Ожоги — термическое поражение, больной достался Степану. Что-то у них не заладилось с первого дня, Лапин постоянно просил заменить врача. Я ему объяснил, что травматолог у нас один, и, если что не так, можно обратиться в областную больницу, в специализированное отделение термических поражений. На время пациент притих, а оказалось — затаился.
— Дмитрий Андреевич, а можно вам как заведующему жалобу высказать? — неожиданно для всех на утреннем обходе спросил Лапин и посмотрел на Брыу.
— Слушаю вас, — разрешил я.
— Я больше в гнойной перевязочной перевязываться не буду! Отказываюсь! Прошу разрешить мне перевязываться на втором этаже в чистой!
— Что за фокусы? Это почему еще?
— А вы у травматолога спросите! — прищурился Лапин.
— Мне нечего сказать, — слегка покраснел Степан. — Не знаю, почему этот пациент оказывается перевязываться на третьем этаже.
— Да все вы, доктор, знаете! — громко произнес обожженный тунеядец. — Раз вы не хотите говорить, тогда я скажу!
— Говорите, говорите, я жду! — живо заинтересовался я.
— А отказываюсь я, товарищ заведующий, потому что я человек! И лежать на столе, на котором вчера собаку оперировали, я отказываюсь!
— Какую собаку? — не совсем понял я.
— А вот они вчера, — Лапин ткнул грязным пальцем в сторону травматолога, — с приятелями собаку в гнойной перевязочной оперировали. А собака большая, лохматая, овчарка, кажется.
— Степан, это что еще за новости? — я гневно посмотрел Брыу в глаза. — Какую собаку ты вчера оперировал?
— Шеф, не ругайтесь! У моего соседа собака под машину попала, перелом ноги, обеих берцовых костей со смещением, ну попросил помочь, собака умная, жалко усыплять. У них же все как у людей!
— И что дальше?
— Ну, что, мы снимки сделали и прооперировали, я гвозди Богдановские ретроградно вбил, вроде нормально.

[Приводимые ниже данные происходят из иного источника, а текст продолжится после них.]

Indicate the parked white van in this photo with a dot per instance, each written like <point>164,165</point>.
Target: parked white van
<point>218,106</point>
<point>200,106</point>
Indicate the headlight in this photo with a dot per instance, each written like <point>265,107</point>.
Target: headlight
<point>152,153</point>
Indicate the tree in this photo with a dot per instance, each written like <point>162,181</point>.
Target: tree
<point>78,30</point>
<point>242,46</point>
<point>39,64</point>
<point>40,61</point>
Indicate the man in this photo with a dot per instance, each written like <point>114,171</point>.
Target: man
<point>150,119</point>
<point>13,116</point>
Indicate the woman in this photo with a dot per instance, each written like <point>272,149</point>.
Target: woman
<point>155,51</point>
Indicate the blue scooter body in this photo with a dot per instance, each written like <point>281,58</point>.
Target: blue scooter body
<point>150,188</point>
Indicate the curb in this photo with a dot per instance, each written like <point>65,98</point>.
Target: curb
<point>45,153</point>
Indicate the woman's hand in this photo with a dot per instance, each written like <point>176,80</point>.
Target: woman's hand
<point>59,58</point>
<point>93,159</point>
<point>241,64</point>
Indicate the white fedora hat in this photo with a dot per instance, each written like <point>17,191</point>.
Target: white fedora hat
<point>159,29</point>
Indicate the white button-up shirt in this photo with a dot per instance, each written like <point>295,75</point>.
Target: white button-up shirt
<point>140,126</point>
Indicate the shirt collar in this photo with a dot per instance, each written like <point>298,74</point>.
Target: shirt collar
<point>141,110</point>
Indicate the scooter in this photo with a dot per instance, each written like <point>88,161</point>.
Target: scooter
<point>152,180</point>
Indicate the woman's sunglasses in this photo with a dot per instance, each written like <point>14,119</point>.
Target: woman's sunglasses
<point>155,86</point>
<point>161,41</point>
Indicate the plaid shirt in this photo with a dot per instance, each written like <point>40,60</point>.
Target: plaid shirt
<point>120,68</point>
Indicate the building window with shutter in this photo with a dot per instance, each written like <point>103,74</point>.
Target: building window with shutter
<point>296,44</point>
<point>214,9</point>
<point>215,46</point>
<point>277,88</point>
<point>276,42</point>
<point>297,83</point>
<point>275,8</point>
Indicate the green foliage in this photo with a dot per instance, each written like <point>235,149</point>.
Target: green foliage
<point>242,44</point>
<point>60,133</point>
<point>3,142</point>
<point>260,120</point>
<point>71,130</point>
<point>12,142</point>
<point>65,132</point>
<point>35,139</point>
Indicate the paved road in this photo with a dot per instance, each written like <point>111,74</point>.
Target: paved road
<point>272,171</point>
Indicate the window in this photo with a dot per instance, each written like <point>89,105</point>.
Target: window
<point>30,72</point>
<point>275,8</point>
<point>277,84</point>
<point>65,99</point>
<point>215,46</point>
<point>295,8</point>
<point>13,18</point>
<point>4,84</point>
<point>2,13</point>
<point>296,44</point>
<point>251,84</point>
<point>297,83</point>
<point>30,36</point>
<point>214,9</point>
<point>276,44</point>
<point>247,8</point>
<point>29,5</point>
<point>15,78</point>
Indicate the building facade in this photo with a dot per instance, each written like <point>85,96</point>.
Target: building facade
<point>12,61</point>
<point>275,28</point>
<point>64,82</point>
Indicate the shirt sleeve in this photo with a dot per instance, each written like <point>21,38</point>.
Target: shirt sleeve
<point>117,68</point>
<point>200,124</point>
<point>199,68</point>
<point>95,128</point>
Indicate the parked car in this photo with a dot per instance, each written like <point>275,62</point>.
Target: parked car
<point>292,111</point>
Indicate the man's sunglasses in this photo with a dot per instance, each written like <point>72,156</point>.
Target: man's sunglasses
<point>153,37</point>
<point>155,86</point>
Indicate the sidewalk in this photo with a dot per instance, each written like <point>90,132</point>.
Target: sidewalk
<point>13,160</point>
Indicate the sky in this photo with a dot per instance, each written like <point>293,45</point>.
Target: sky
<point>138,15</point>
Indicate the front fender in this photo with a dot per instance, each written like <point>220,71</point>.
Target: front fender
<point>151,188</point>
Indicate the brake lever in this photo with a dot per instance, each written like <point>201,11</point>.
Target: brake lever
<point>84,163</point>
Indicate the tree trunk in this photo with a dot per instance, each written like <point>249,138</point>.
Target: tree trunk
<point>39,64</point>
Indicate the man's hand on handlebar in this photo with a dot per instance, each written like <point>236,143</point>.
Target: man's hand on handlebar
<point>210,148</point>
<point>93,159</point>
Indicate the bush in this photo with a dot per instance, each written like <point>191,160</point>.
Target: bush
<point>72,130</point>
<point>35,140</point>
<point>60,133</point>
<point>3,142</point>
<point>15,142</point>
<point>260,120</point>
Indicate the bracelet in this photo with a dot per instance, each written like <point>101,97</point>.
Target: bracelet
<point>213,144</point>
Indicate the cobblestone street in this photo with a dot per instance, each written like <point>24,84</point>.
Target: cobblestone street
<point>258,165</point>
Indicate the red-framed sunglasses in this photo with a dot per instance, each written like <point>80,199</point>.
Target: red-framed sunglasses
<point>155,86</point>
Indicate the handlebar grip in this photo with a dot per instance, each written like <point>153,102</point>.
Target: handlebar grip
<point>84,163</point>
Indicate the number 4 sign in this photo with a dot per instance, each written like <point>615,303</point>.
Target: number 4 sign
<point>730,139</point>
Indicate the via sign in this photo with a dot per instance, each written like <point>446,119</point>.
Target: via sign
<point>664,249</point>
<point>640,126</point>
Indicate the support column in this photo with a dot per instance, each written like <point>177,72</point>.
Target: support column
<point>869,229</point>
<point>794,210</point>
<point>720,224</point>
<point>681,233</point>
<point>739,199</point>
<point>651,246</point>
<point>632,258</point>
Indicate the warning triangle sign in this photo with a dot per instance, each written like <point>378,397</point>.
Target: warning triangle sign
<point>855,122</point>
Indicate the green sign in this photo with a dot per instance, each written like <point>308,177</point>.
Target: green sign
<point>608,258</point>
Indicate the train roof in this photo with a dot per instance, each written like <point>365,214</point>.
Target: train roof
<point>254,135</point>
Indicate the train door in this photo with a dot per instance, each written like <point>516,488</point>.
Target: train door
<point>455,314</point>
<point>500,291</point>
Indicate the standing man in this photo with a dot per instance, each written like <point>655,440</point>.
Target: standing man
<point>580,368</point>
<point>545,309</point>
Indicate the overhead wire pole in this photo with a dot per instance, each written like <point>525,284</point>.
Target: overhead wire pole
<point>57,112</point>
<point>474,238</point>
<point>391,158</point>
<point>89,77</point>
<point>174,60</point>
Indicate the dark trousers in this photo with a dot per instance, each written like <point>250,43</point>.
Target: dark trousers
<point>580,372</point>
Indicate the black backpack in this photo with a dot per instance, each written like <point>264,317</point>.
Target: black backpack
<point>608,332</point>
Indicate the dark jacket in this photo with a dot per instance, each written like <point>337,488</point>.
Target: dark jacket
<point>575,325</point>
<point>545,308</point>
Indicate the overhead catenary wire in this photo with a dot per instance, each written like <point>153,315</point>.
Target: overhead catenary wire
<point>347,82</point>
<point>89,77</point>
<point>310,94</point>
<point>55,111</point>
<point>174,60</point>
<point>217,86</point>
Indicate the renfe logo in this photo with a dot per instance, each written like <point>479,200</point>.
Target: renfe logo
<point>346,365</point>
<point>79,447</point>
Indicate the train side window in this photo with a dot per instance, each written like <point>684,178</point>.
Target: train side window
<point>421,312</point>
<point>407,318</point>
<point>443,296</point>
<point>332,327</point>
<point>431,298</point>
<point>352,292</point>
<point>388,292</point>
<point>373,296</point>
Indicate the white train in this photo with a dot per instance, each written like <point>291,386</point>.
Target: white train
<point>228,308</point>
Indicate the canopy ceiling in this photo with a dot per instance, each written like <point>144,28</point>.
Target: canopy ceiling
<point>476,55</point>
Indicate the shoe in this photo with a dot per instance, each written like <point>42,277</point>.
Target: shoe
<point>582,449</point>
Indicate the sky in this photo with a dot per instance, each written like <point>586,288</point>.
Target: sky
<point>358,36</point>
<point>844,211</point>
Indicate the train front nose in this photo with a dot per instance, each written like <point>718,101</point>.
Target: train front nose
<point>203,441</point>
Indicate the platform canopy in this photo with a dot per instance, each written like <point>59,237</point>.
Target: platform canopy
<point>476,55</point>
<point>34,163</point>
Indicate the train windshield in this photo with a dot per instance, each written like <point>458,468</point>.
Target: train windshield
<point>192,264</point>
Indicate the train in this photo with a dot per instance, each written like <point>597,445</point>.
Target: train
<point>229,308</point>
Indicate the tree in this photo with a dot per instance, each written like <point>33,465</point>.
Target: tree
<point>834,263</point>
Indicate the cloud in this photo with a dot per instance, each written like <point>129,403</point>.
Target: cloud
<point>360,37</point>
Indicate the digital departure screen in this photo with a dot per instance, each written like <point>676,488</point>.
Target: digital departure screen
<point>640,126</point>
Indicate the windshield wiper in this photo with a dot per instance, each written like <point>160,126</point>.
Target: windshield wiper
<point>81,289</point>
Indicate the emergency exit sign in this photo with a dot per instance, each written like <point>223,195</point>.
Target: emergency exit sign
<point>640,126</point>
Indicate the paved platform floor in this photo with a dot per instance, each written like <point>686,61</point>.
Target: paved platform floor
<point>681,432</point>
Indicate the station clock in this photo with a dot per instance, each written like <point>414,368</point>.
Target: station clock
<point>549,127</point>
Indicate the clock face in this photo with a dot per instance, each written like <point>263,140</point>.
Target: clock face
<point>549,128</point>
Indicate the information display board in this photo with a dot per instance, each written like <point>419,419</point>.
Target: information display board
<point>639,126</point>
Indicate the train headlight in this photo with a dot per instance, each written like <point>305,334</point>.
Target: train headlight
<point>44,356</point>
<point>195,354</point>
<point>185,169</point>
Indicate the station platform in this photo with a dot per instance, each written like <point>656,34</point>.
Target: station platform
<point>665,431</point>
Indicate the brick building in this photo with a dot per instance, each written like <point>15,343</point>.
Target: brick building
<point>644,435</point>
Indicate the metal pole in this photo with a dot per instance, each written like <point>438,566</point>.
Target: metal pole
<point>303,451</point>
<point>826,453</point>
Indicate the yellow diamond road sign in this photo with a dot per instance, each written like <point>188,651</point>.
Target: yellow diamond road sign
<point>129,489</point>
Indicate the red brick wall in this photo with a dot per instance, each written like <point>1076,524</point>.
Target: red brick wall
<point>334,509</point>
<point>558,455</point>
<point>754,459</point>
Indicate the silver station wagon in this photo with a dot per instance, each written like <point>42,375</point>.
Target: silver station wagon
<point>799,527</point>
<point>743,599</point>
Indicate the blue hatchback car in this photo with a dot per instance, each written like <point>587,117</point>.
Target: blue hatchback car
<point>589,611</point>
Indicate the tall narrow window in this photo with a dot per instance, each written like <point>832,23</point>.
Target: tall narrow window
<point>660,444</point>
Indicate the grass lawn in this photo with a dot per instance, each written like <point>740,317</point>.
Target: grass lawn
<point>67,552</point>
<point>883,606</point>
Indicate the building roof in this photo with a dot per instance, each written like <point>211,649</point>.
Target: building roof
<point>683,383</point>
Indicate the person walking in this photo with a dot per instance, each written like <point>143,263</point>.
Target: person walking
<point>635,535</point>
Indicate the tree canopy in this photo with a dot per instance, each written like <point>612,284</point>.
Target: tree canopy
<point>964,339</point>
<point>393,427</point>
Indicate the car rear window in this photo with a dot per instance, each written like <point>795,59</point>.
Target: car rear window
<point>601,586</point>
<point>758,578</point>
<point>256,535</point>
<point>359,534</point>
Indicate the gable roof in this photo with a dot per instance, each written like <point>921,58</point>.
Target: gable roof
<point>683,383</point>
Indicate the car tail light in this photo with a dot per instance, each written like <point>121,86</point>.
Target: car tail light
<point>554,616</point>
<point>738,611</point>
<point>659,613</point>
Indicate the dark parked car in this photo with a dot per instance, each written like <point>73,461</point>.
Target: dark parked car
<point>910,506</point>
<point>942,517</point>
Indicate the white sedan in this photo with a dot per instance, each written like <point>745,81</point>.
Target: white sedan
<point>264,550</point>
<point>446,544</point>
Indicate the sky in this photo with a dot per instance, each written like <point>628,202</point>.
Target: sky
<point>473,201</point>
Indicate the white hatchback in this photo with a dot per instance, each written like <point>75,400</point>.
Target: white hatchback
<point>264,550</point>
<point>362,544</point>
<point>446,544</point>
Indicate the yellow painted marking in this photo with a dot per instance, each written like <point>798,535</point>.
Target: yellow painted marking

— Я не об этом, хорошо получилось, не сомневаюсь, ты отличный мастер. Я спрашиваю, почему вы притащили собаку сюда?
— А куда ее было? — наивно спросил травматолог.
— Надеюсь, вы решите мой вопрос? — перебил Лапин.
— Все решено, где перевязывали, там и будут дальше перевязывать! У нас перевязочная два раза в день моется и кварцуется.
— Сами бы, поди, не захотели там перевязываться! Вчера собаку, сегодня свинью притащат, а ты лежи, Лапин, нюхай все это!
— А ты, Лапин, не пил бы — и к нам не попал бы, лежи и молчи! — не выдержал я.
— А я молчать не буду! Я к главному врачу пойду, пусть он мне объяснит, почему меня, человека, после собаки перевязывают!
— Лапин, вас уже можно и на амбулаторное лечение перевести, — сказал травматолог. — Вы уже в стационаре не нуждаетесь.
— Пока я еще лежу в отделении, будете меня перевязывать, где положено, а сейчас иду к главврачу! — пролаял алкоголик и вышел из палаты.
Мы остались вдвоем с Брыу.
— Дмитрий Андреевич, его надо остановить! — выпалил Степан.
— Зачем, это его право. Пусть идет, жалуется.
— Так вы же ни при чем!
— Доля такая у заведующего: отвечать за все, что в отделении творится.
— Дмитрий Андреевич, вы простите нас, больше такого не повторится!
— А больше и не надо, Степа, — как можно мягче ответил я. — Если Лапин поправился, то выписывай его, только без ругани, спокойно.
Главный врач вызвал меня к себе часа через полтора.
— Ну что, дожили! — рявкнул Тихий, проигнорировав мое приветствие.
— А в чем дело, Николай Федорович? — спросил я, очень точно разыгрывая удивление.
— Ну ты это брось, Правдин! Все ты прекрасно понимаешь! Ко мне больной с вашего отделения приходил, Лапин!
— И что он вам сообщил? Наверняка опять какую-то гадость?